Although Lukas Foss's "The Jumping Frog of Calaveras County" revolves around a reptilian record-holder, no such creature (or anyone faking one) appears onstage in Opera Theatre of Northern Virginia's production. Instead, an inspired stage director has the young audience conjure up its own frog.

During a short overture, accompanying a clever mime-dance-acrobatic sequence for frog owner Smiley (tenor Wendell Creasy), director Debbie Niezgoda manages not only to introduce the frog but also to frame the action and set the exuberant mood. Later, at appropriate moments, a taped soundtrack envelops the hall with authoritative "ribbets" -- selected, as artistic director John Niles later explained, from more than two hours of canned frog sounds.

That respect for young imaginations paid off. Opera Theatre, a local specialist in children's opera, knows the danger of reiterating a point or heaping on the saccharine. That risk is built into Foss's transparently moralistic score, penned in 1950. The frog embodies the triumph of human and animal natures, paired in common purpose against greed and profiteering.

Saturday, humor triumphed over sentimentality. Performers made their characters accessible without lapsing into caricature. Although his significance as the First Miner was small, the talented tenor Douglas Walter provided many of the afternoon's vocal high points. Niles took a brisk, unfussy approach to the score's folksily romantic tunes.

The sets were simple but ingenious. Uncle Henry's is a small wood platform -- floating like a raft in the middle of the stage, or perhaps, like a lost soul floating in the morass of Gold Rush California's prospecting, gambling and violence. For the second scene, the stage splits into two pieces that are then placed at a right angle, suggesting a town square and community ideals.

The cavernous Thomas Jefferson Community Center does not fulfill the company's ideal. For children's opera, a more intimate space is needed, not just for ambiance but to ensure that words can be heard. But if crowds continue to sell out as they did Saturday, a smaller space will be difficult to negotiate.

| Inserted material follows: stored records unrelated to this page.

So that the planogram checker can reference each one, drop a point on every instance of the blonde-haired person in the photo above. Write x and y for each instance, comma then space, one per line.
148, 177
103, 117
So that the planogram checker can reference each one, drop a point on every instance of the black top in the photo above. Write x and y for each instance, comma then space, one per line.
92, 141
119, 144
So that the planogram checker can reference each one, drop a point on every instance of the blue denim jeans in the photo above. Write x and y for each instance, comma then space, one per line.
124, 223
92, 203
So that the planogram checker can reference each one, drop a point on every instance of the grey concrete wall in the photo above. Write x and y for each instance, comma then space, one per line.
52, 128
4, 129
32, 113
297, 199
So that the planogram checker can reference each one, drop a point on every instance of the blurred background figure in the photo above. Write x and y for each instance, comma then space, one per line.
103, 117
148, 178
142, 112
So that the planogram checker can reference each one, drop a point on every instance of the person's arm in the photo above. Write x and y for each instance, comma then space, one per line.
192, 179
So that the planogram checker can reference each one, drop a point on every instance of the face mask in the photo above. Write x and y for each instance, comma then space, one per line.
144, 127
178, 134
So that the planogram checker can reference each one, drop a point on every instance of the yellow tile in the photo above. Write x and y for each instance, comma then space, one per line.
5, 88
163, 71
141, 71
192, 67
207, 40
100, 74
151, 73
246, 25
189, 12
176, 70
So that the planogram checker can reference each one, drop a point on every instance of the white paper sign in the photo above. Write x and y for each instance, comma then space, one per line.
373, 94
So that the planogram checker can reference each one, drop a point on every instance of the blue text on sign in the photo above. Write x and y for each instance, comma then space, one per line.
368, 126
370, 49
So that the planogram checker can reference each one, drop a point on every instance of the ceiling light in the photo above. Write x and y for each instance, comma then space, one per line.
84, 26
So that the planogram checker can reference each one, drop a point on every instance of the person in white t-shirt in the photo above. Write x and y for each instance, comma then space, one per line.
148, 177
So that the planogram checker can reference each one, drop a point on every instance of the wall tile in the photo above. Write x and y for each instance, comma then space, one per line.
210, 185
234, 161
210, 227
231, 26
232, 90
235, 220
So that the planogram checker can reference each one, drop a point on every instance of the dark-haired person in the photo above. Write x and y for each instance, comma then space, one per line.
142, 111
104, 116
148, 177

By shaping the next generation of opera buffs, good children's opera is a preventive remedy for grown-up opera's aging subscribership. Evidently Opera Theatre is looking for a cure. Saturday, the production engaged kids not just in "Jumping Frog's" vivid story line, but in the very process that created it. After the performance,Niles fielded inquiries about the nuts and bolts of an art form heretofore unfamiliar to many present. Judging from the number of little hands in the air, the question-and-answer session threatened to outlast the 35-minute performance preceding it.